CHARLESTON, S.C. – Gov. Nikki Haley says the Confederate flag should be removed from the grounds of the South Carolina state Capitol, reversing her position on the divisive symbol amid growing calls for it to be removed.
The Republican’s about-face Monday comes after nine black church members were gunned down, allegedly by a young white man who embraced the flag as a symbol of white supremacy.
“150 years after the end of the Civil War, the time has come,” Haley said after rousing applause, surrounded by Democrats and Republican lawmakers. “That flag, while an integral part of the past, does not represent the future of our great state.”
Calls to remove the flag had been growing on Monday.
The White House said Monday that President Barack Obama believes the Confederate flag should no longer be flown in Charleston, or elsewhere, but doesn’t have authority over that decision.
Spokesman Josh Earnest said Obama has maintained for years that the Confederate flag “should be taken down and placed in a museum where it belongs,” but recognizes it’s an issue for individual states.
Meanwhile, South Carolina’s Republican state leaders held a flurry of phone meetings to figure out where they stand.
Religious and political leaders including Charleston Mayor Joseph P. Riley Jr. and Democratic state Sen. Marlon Kimpson in North Charleston said they would push for the flag’s removal Tuesday during a rally in the Capitol.
Republicans U.S. Sen. Lindsay Graham and Tim Scott of South Carolina also joined the call.
“Last week’s terrorizing act of violence shook the very core of every South Carolinian,” House Majority Leader Jay Lucas said in a statement. “Moving South Carolina forward from this terrible tragedy requires a swift resolution of this issue.”
The Republicans who have led South Carolina for a quarter-century have rebuffed many previous calls to remove the flag, and there’s no apparent consensus between them on how they should respond now. The last governor to call for removing the flag was swiftly voted out of office.
A political compromise in 2000 moved it from the top of the Capitol dome to a Confederate monument out front, in a deal that also made it very difficult to make any other changes: A super-majority of two-thirds of both houses is required.
That compromise is one reason why the flag has continued to fly high outside the Statehouse since the shooting, even as state and U.S. flags were lowered to half-staff. The symbolism of this has angered many people, particularly after photos surfaced of shooting suspect Dylann Storm Roof burning one American flag and stepping on another, while waving and posing provocatively with Confederate banners.
It also means that when the state aims to honor Emanuel’s slain senior pastor, state Sen. Clementa Pinckney, who served among the lawmakers for 19 years, thousands of people might walk past the flag as they come to see his coffin.

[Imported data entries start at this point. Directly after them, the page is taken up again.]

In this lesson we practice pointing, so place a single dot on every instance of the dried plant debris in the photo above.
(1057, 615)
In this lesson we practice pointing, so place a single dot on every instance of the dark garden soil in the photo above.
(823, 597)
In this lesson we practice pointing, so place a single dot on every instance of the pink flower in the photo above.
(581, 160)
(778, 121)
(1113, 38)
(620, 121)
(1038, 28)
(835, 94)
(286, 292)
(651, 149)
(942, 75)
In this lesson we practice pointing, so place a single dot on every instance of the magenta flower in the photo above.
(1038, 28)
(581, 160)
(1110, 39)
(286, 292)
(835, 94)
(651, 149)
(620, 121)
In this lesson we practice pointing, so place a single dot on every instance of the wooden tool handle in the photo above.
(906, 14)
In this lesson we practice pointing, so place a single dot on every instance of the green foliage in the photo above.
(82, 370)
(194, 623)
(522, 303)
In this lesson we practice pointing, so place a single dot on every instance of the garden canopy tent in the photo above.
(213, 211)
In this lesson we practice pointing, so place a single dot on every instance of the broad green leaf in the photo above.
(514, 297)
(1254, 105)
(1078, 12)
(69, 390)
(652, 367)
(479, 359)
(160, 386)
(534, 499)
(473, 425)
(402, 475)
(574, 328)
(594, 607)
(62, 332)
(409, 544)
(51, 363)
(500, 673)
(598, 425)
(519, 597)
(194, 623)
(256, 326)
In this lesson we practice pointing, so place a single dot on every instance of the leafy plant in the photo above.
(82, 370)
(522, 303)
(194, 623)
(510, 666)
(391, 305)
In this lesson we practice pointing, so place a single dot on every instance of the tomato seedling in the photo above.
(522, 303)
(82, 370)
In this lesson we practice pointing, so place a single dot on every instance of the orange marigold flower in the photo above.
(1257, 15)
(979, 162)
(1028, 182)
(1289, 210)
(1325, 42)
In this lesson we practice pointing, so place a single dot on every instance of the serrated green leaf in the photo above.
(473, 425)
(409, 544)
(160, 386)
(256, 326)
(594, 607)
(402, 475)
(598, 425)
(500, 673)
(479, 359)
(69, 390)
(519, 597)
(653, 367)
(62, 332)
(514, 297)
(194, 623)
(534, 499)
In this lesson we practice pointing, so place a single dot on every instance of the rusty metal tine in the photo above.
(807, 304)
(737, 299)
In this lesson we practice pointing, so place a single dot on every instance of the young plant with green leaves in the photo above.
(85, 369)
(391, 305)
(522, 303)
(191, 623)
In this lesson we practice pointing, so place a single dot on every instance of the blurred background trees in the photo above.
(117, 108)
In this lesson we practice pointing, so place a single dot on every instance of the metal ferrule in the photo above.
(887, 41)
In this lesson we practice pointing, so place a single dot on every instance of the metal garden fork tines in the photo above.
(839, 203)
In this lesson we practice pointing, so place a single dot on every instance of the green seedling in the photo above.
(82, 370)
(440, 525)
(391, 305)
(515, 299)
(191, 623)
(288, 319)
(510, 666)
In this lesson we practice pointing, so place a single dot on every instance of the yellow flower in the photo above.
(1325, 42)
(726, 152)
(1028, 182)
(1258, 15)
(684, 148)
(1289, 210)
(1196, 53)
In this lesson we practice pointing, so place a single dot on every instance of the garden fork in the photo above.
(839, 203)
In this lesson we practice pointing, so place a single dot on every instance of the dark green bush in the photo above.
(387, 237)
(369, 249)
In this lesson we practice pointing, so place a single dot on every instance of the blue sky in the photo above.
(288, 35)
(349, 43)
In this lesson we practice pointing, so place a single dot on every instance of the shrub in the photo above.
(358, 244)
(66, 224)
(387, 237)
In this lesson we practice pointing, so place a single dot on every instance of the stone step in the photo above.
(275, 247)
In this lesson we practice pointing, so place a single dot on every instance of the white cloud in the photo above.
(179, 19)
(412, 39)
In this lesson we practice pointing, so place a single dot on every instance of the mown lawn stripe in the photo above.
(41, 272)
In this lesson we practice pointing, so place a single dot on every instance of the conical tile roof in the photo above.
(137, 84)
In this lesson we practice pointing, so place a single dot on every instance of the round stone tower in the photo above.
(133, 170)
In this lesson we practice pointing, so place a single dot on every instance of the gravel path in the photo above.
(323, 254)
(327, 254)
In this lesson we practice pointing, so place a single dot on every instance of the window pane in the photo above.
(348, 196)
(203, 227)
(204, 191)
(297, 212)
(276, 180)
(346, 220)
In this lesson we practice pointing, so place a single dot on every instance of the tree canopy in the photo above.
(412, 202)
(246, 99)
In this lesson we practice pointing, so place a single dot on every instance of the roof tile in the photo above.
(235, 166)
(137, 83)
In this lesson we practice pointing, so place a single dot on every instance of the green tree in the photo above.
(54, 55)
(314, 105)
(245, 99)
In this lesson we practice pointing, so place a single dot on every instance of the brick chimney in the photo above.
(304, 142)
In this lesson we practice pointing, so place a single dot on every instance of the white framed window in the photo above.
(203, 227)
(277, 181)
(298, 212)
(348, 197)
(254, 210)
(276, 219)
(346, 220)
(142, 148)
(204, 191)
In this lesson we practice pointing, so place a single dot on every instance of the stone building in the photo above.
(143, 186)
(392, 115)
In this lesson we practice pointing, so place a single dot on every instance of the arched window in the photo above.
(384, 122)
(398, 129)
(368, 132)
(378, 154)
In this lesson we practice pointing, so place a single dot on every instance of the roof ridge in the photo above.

At least one Republican said he wasn’t courageous enough to take a stand before, but the shootings changed that.
“I just didn’t have the balls for five years to do it,” said state Rep. Doug Brannon, who was elected in 2010.
“When my friend was assassinated for being nothing more than a black man, I decided it was time for that thing to be off the Statehouse grounds,” Brannon said. “It’s not just a symbol of hate, it’s actually a symbol of pride in one’s hatred.”
The debate over the flag has been revived as thousands of people converged on Charleston to show their solidarity with the victims and join a mix of rallies, marches and funerals.
Bells tolled across Charleston Sunday as thousands linked up on a towering bridge and the Emanuel African Methodist Episcopal Church reopened in displays of unity. Many people spoke about love and repudiated racism at the remembrances, hopeful their expressions would drown out the hate that the shooter hoped to generate.
“It sends a message to every demon in hell and on earth,” said the Rev. Norvel Goff, who led the first Sunday service since the killings at the historic church known as “Mother Emanuel.”
Later Sunday, thousands marched on the city’s iconic Arthur Ravenel Jr. Bridge, a 2-mile span with towering cable supports, and dozens of boats maneuvered underneath, blowing their air horns in support.
When the marchers from the two sides met near the middle, they cheered, clapped and broke into songs including “This Little Light of Mine.”
The bridge is named after a former state lawmaker and vocal Confederate flag supporter, one of many symbols of white power that remain in South Carolina and can’t easily be changed because of the flag deal.
Less than 2 miles from Emanuel, someone vandalized a Confederate monument, spray-painting “Black Lives Matter” on the statue. City workers used a tarp to cover up the bright red paint, which also included the message “This is the problem. — RACIST.”